The DME uses an ATIC35 driver chip to control this valve. The driver chip monitors the electrical circuit continuously and can detect short circuits, open circuits, and thermal overload conditions. Fault code 278B covers all four electrical failure modes of this valve, each identified by a separate P-code.
Summary
| BMW Code | OBD Code | Module | Failure Mode | Summary |
|---|---|---|---|---|
| 278B | P104B | DME | Short to B+ | Valve circuit shorted to battery voltage — voltage detected with valve off |
| 278B | P104A | DME | Short to ground | Valve circuit shorted to ground — excessive current with valve energized |
| 278B | P104C | DME | Open circuit | Valve circuit open — insufficient current with valve energized |
| 278B | P104D | DME | Overtemperature | DME driver chip thermal protection triggered — overtemperature condition |
Variants
Description
The DME's ATIC35 driver chip detected battery voltage on the VANOS pressure accumulator valve output circuit when the valve was commanded off. Under normal operation, the circuit should see no voltage when the driver is not energizing the solenoid. The presence of voltage indicates an unwanted connection to a power source somewhere in the wiring or valve assembly.
Symptoms
- MIL (check engine light) may illuminate after two engine cold-start cycles
- VANOS pressure accumulator valve remains energized when it should be off, potentially causing incorrect oil pressure management in the VANOS system
- Possible audible VANOS rattle or ticking at cold start due to improper pressure accumulator behavior
- In some cases, subtle loss of low-end torque or throttle response if VANOS timing is affected
Common Causes
- Chafed wiring harness — the most common cause. The valve wiring runs through the engine bay near heat sources and moving components. A wire with damaged insulation that contacts a power feed (such as an adjacent actuator circuit or fused power line) creates an intermittent or permanent short to B+.
- Corroded or contaminated connector — moisture or oil contamination at the valve connector can create a conductive bridge between the signal pin and a power pin, presenting as battery voltage on the output.

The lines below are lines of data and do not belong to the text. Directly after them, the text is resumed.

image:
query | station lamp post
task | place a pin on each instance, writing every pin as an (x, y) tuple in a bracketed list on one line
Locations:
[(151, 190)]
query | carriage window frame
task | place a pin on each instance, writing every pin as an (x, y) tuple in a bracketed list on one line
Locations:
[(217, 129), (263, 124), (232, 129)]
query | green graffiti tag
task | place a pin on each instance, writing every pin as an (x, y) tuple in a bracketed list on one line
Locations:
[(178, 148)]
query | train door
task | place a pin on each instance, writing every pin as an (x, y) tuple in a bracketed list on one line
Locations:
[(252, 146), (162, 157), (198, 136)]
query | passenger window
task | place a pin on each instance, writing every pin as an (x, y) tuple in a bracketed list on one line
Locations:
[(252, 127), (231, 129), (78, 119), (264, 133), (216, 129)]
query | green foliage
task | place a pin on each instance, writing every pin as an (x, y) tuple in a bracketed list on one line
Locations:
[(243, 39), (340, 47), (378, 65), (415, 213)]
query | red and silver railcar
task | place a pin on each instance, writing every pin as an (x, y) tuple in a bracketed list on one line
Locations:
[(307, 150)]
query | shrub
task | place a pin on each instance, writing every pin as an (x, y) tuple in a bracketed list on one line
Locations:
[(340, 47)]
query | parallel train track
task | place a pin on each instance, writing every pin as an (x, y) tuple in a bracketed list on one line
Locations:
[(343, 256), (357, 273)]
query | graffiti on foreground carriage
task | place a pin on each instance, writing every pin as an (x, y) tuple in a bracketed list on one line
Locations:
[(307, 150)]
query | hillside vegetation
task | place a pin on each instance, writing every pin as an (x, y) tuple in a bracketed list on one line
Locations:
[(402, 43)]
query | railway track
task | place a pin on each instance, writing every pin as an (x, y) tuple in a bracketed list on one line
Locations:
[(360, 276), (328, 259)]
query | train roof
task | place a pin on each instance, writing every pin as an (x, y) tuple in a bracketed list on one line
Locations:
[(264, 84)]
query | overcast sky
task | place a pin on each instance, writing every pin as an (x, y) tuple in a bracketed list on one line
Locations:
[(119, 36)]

- Internal solenoid short — less common, but an internal fault in the valve solenoid can create a path that feeds voltage back to the DME output when the valve is de-energized.
Diagnosis Steps
- Locate the VANOS pressure accumulator valve on the engine. It is mounted on the VANOS unit at the front of the cylinder head. Refer to BMW TIS for the exact location and connector identification for your engine family.
- Disconnect the valve connector. With the ignition off, unplug the electrical connector from the valve.
- Measure voltage at the valve connector (harness side). Turn the ignition to terminal 15 (key on, engine off). Using a multimeter set to DC voltage, measure between the signal wire and ground. With the valve disconnected and not commanded, you should read 0 V. If battery voltage (~12 V) is present, the short to B+ is in the wiring harness — trace the harness from the DME to the valve connector, looking for damaged insulation or contact with power-carrying wires.
- If no voltage at the harness side, the fault may be intermittent or internal to the valve. Reconnect the valve. Measure voltage at the DME connector pin (consult the wiring diagram for your engine in BMW TIS for the specific pin assignment). If voltage is present at the DME pin with the valve connected but the wire is clean, the valve has an internal fault.
- Inspect the full wiring run from DME E-box to the valve, paying particular attention to areas where the harness passes near exhaust components, sharp edges, or other connectors. Look for heat damage, pinched wires, or chafed insulation.
- Check the connector pins at both ends for corrosion, bent pins, or oil contamination. Clean with electrical contact cleaner if needed.
Resolution
- Damaged wiring: Repair the harness — splice in new wire if the damage is localized, or replace the harness section if the damage is extensive. Use heat-shrink tubing and proper automotive-grade wire. Re-route away from the chafe point.
- Corroded connector: Clean the connector pins and housing with electrical contact cleaner. If the pins are damaged or the connector housing is cracked, replace the connector.
- Faulty valve: Replace the VANOS pressure accumulator valve. Obtain the correct part number from BMW ETK for your engine. No coding or programming is required after valve replacement — the DME recognizes the new valve automatically.
After repair, clear fault codes and run the engine through at least two cold-start cycles to confirm the fault does not return.